The aptitude of commercial yeast strains for lowering the ethanol content of wine

Vladimir S Puškaš 1, Uroš D Miljić 1,, Jovana J Djuran 1, Vesna M Vučurović 1
PMCID: PMC7063342  PMID: 32180958

Abstract

The high alcohol content in wine usually has a negative impact on its sensory properties, but can also affect the general health of the consumers. The possibility to reduce ethanol production in wines during fermentation involves the use of different yeast strains characterized by the increased production of fermentation by‐products (glycerol, 2,3‐butanediol, etc.) from the available sugar. The activity of these strains should not impair the sensory properties of the wine. In general, the use of genetically and evolutionarily (non‐GM) engineered Saccharomyces cerevisiae strains is still not close enough to commercial application, and therefore, it is unavailable for wine producers. Thus, the aim of this study was to examine the possibility of reducing the production of ethanol in wines using different selected yeast strains (S. cerevisiae, Saccharomyces bayanus, Torulaspora delbrueckii, and Metschnikowia pulcherrima) available at the market. The application of individual yeast and sequential inoculation for wine alcoholic fermentation was examined. The achieved effects were evaluated by determining the content of ethanol, as well as fermentation by‐products (glycerol and volatile acids) and aromatic components in wine samples. Depending on the strain/s used, a decrease in ethanol content of up to 0.9% v/v was recorded in comparison with fermentation by S. cerevisiae alone. The sensory analysis of produced wine showed significant differences in taste and flavor. The results of the experiment conducted at the laboratory level and with the use of sterile must were compared to the ones from the scale‐up experiment in real vinification conditions. The observed differences in the alcohol content of produced wines were significantly lower.

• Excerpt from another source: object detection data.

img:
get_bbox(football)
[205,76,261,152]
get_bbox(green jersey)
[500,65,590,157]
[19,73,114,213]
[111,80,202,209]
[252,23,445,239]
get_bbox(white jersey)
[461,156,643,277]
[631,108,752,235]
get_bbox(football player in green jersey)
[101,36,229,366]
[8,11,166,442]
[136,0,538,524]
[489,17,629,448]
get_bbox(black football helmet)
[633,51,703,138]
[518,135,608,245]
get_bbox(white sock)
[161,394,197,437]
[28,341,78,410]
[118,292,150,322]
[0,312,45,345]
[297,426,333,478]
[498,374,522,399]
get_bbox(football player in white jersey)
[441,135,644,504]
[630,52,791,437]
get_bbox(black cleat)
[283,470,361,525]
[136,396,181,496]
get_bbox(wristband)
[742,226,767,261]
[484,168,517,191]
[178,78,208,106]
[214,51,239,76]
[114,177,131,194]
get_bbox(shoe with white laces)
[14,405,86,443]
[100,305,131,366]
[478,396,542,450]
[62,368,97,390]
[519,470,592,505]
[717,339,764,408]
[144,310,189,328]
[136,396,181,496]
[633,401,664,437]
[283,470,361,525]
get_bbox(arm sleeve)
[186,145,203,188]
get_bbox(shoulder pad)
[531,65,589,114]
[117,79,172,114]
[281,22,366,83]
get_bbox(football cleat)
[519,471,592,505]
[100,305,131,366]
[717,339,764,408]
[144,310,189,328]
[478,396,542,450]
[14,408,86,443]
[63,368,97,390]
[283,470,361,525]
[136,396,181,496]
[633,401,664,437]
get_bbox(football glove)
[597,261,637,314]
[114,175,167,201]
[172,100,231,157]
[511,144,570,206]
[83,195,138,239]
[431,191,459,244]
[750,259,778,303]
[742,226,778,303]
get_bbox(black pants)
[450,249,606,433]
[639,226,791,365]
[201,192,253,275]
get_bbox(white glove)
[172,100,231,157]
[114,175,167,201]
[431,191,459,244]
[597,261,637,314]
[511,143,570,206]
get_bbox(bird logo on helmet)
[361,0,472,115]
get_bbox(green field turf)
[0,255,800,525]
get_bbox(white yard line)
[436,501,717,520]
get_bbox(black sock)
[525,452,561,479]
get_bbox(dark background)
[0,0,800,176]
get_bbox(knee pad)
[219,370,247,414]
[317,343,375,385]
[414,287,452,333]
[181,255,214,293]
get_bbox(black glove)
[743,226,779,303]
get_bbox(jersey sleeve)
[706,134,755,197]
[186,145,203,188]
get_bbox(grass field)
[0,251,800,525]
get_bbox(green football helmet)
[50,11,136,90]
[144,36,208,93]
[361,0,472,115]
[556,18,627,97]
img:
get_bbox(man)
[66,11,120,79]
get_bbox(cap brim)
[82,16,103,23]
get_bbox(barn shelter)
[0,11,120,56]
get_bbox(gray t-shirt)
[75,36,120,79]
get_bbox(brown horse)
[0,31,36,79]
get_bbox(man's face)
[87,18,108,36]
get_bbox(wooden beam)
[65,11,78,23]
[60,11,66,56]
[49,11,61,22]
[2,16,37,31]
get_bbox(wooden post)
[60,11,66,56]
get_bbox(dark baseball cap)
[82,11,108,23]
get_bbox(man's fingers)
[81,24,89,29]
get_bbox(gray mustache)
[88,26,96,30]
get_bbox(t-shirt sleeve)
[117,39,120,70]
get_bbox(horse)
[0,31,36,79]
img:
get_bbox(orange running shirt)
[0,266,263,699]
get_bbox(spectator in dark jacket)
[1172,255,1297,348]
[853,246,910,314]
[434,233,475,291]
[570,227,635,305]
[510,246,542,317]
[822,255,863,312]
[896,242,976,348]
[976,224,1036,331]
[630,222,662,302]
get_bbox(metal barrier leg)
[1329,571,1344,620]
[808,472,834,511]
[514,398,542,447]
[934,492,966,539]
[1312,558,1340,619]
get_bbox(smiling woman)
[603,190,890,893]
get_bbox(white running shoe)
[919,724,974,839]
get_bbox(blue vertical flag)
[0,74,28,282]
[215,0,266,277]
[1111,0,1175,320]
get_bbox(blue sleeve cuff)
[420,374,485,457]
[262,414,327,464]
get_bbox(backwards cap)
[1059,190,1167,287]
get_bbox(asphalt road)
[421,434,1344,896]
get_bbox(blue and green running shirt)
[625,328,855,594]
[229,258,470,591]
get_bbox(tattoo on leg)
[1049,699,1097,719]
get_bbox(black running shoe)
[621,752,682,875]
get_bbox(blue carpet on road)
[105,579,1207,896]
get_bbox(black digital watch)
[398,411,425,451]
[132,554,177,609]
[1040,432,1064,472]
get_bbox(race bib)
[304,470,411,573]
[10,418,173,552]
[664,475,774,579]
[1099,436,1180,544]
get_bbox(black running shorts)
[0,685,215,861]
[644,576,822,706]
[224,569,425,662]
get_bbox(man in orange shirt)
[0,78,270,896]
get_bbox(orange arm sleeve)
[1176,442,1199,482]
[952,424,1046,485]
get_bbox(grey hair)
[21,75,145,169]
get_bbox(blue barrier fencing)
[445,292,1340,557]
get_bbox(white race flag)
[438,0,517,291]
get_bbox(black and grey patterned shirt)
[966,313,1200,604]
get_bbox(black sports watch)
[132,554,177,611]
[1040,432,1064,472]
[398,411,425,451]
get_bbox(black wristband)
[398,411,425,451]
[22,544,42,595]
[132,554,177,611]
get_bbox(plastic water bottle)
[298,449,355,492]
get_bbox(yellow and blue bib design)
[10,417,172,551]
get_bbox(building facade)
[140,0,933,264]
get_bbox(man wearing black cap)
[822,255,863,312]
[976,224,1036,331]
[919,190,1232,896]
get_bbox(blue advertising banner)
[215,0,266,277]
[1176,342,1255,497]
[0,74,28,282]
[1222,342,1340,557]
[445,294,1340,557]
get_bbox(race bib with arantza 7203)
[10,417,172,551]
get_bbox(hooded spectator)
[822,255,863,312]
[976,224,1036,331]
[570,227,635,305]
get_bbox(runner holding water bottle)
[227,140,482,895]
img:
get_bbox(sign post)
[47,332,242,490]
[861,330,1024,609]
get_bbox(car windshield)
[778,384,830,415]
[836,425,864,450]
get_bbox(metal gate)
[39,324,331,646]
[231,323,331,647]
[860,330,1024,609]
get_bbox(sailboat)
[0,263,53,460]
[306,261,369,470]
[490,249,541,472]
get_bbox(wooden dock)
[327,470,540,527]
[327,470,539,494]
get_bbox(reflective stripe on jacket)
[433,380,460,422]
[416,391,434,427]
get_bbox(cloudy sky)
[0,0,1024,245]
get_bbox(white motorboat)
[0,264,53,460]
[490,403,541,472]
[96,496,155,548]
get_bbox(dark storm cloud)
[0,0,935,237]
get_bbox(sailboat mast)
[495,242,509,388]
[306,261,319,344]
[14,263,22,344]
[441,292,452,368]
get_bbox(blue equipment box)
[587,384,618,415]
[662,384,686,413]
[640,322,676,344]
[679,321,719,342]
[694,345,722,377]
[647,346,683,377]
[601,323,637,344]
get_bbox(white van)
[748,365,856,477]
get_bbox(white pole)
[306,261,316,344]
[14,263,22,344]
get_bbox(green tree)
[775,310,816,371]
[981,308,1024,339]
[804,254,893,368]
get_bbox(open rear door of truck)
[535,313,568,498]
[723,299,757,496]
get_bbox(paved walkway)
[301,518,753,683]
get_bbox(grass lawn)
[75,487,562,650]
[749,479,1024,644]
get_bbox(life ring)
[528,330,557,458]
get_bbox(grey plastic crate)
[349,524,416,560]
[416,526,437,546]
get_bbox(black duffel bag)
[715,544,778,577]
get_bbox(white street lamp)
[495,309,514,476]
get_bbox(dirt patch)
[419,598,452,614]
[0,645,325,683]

Keywords: commercial yeast strains, global warming, lower‐alcohol wines, sequential inoculation

From the standpoint of consumers, high alcohol content has a negative impact on the sensory properties and human health. The aim of this study was to examine the possibility of reducing the production of ethanol in wines using different selected yeast strains (Saccharomyces cerevisiae, Saccharomyces bayanus, Torulaspora delbrueckii, and Metschnikowia pulcherrima) available at the market.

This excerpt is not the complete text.